Is their purpose to infuse a little bit of estrogen into testosterone-laden venues to undermine MMA‘s infamous and undeniable homoeroticism?
Are their marches around the cage between each round a way to increase ticket sales via the guarantee of seeing *gasp* a real-live attractive women in minimal clothing?
Or, is the whole process of ring card girls walking around with giant cards emblazoned with the round number a courtesy to fans who are so inebriated that they’ve lost the ability to count?
Really, there is no great purpose of having ring card girls (or Octagon Girls as they’re called in the UFC). As great of a job as Arianny Celeste and Brittney Palmer do at looking pretty (and they do look pretty), their work brings no large scale significance—the show could go on without them.
That’s not to be offensive, it’s just true.
Nothing significant would change. People would complain for the first event or two, then they would just forget about it and move on.
Well, there would be one apparent difference: You wouldn’t hear any cat calls between rounds, that’s it—that’d be the only noticeable change. That and the cameras wouldn’t keep panning to the girls between the rounds or between fights.
This sudden stance against ring girls might seem out of the blue, but it’s not.
The sentiment was inspired by two events.

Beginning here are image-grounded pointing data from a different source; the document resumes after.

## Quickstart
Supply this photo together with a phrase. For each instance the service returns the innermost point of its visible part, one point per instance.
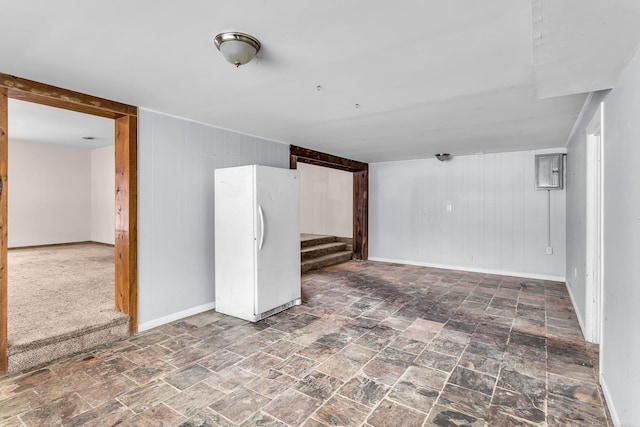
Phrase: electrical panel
(549, 171)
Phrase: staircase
(318, 251)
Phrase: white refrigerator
(257, 241)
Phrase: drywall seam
(578, 122)
(575, 308)
(608, 400)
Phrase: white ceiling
(460, 76)
(34, 123)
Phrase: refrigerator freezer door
(278, 257)
(235, 241)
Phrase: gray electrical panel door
(549, 171)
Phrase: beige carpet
(58, 292)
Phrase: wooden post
(126, 218)
(4, 157)
(361, 215)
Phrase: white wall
(103, 189)
(620, 348)
(49, 194)
(576, 208)
(326, 201)
(176, 212)
(478, 213)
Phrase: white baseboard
(608, 400)
(175, 316)
(473, 270)
(575, 308)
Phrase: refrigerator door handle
(261, 227)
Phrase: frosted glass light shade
(237, 48)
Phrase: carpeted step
(323, 249)
(25, 356)
(325, 261)
(308, 240)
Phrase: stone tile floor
(373, 344)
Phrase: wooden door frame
(360, 172)
(126, 204)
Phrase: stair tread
(340, 254)
(323, 246)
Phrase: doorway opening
(359, 199)
(594, 229)
(61, 234)
(125, 197)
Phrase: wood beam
(4, 157)
(126, 218)
(360, 172)
(306, 155)
(40, 93)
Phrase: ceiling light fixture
(237, 48)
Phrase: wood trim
(28, 90)
(4, 158)
(126, 248)
(54, 245)
(360, 172)
(126, 218)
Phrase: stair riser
(317, 241)
(314, 265)
(307, 255)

First, The UFC’s first venture into China is coming up this weekend. What did the UFC do to celebrate this? They hired a Korean TV star as a new Octagon Girl.

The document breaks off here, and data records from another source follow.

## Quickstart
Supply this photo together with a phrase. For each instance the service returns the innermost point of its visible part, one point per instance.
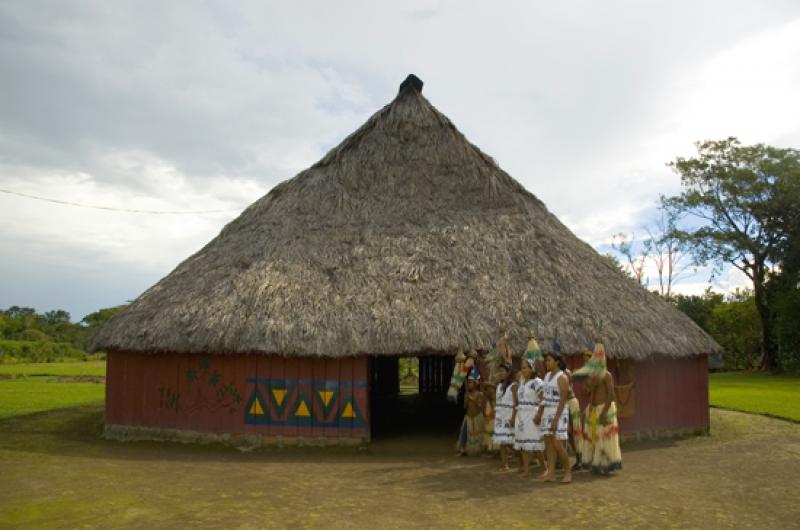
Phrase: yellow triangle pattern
(302, 410)
(326, 396)
(348, 411)
(279, 395)
(255, 408)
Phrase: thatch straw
(404, 239)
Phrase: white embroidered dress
(552, 396)
(504, 408)
(527, 435)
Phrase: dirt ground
(56, 472)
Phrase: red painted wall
(243, 394)
(669, 395)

What does bringing in an Asian Octagon Girl really do? Chinese people can tell the difference between other Chinese people and Koreans, so bringing in a Korean and passing it off like it’s some great gesture to Chinese fans is more offensive than it is anything else.
Second, Ronda Rousey’s reported entrance into the UFC demonstrates a woman’s full potential: A dominant athlete, not a person who just gets ogled by lascivious men while wearing a bikini.
Like I said, the Octagon girl is a superfluous position. How many hungry, deserving female fighters—role models that would inspire women to be more than just cup size and looks—could be employed in their place?
At this point, keeping the Octagon Girls would be fine if they added Octagon Men for female fights for equality’s sake.
Internet white knights who will inevitably make a comparison to the NFL’s cheerleaders and use that as justification as to why ring card girls are ok are misguided. The UFC is a unique entity and, as a trailblazer in the field of MMA and in the general sports world, has the chance to change things for the better.
The UFC doesn’t have to go along with presenting women as pieces of flesh begging to be gawked at and drooled over.
The UFC and the MMA world can choose not to objectify women in such a way or, at the very least, choose to treat both sexes equally.